Among disease characteristics in our cohort, lung and lymph nodes metastases seemed to be favourable prognostic factors, while liver involvement emerged as a negative feature. Accordingly, a growing number of studies have been suggesting that ICI treatment may have a differential outcome based on the type of metastatic involvement. In particular, liver metastases have been independently associated with poorer survival in the real-world setting [16, 17]. Likewise, the updated follow-up of CheckMate 017 and CheckMate 057 demonstrated in the experimental arm 3-year OS of 8% vs. 17% in patients with liver metastases compared to the whole population [18]. Consistently, a cohort from Keynote 001 evaluating another anti-PD1 pembrolizumab confirmed a reduced response rate (28.6% vs. 56.7%) and shortened PFS in NSCLC patients with liver metastasis (mPFS 1.8 vs. 4 months, P = 0.0094), compared to those without liver metastasis [22]. To this end, accumulating preclinical evidence is shedding light on the differential response and clinical benefit seen with anti-PD1 agents according to metastatic sites and specifically on the poorer prognosis of patients with liver metastases.

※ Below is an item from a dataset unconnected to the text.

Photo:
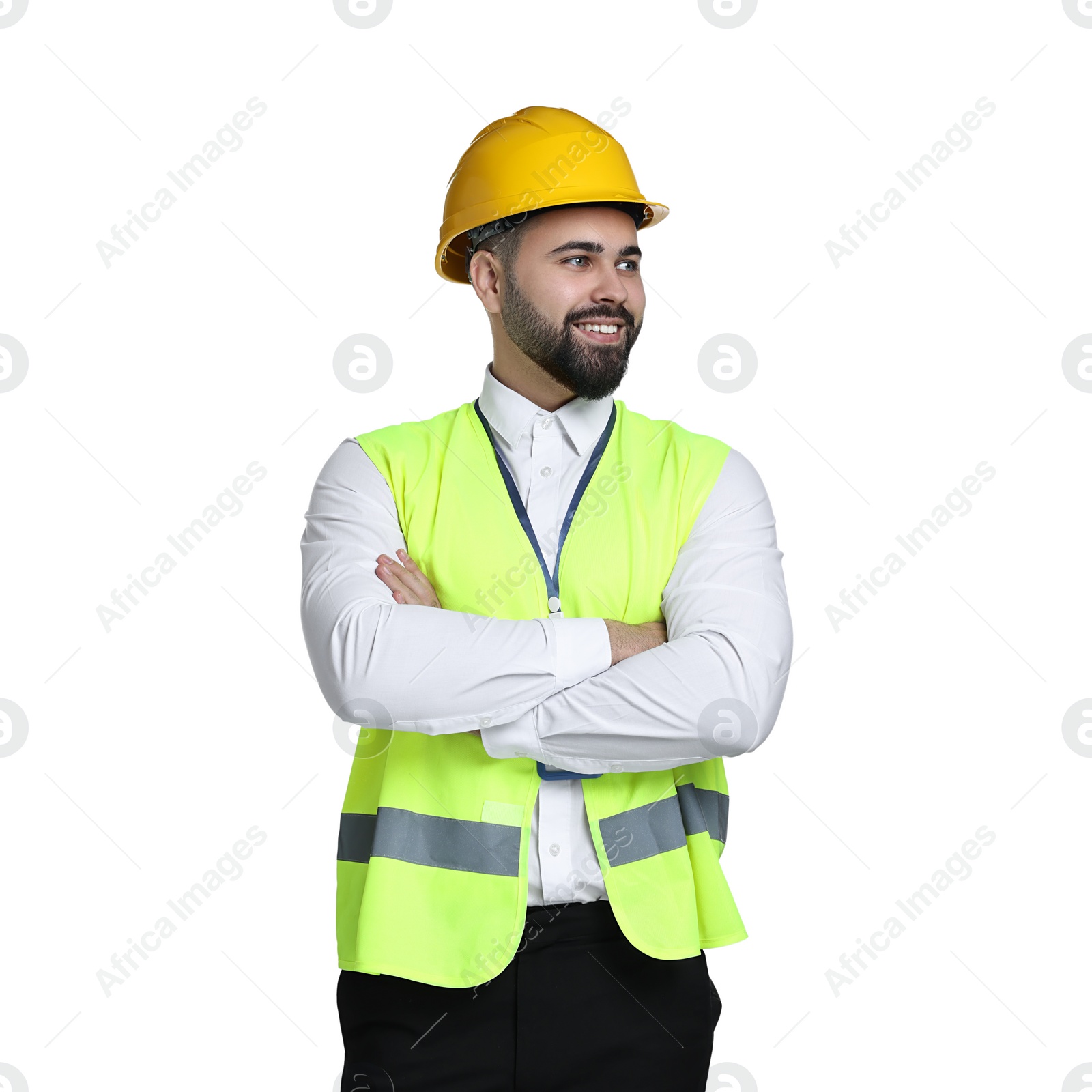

It was demonstrated that liver metastases seem to be “colder” than a primary tumour or lung and lymph node metastases [23]. In addition, in the liver microenvironment, T cells have been shown to interact with sinusoidal endothelial cells, resulting in differentiation of the T cells into a Treg phenotype and/or in partial activation of the T cells, followed by passive cell death [24]. More interestingly, circulating levels of Eotaxin-2 and IP-10 that are chemokines attracting immunosuppressive immune cells have been reported to be higher in patients with liver metastatic involvement from both melanoma and colorectal cancer, further pointing toward unique immunosuppressive mechanisms sustained by liver metastases.

In the present study, we investigated the role of clinical features in order to build a nomogram enabling individualized OS estimation in a real-world cohort of advanced NSCLC receiving the anti-PD1 agent nivolumab as second- or later line of treatment. The prognostic nomogram is based on readily available, inexpensive and easily-to-collect patient (ECOG PS) and disease variables (liver and lung metastases).

The present study has some limitations to be acknowledged. This is a retrospective bicentric cohort study with a 11-month follow up and a relatively small sample size, thereby with potential for inherent biases. Still, the lack of data regarding PD-L1 expression determined by using the Tumor Proportion Score is another shortcoming of the analysis. Finally, external prospective validation is required to assess reproducibility and generalizability of our results.

Conclusion

We developed an easy-to-use and inexpensive device to assist the clinician with a quantitative tool to predict OS probability in NSCLC treated with nivolumab in the clinical practice. The nomogram was built on the basis of clinico-pathological variables which retained independent prognostic value in the MVA and showed an adequate performance. While waiting for novel biomarkers, this prognostic tool could be valuable to more accurately driving treatment decision in daily practice and enrollment onto clinical trials.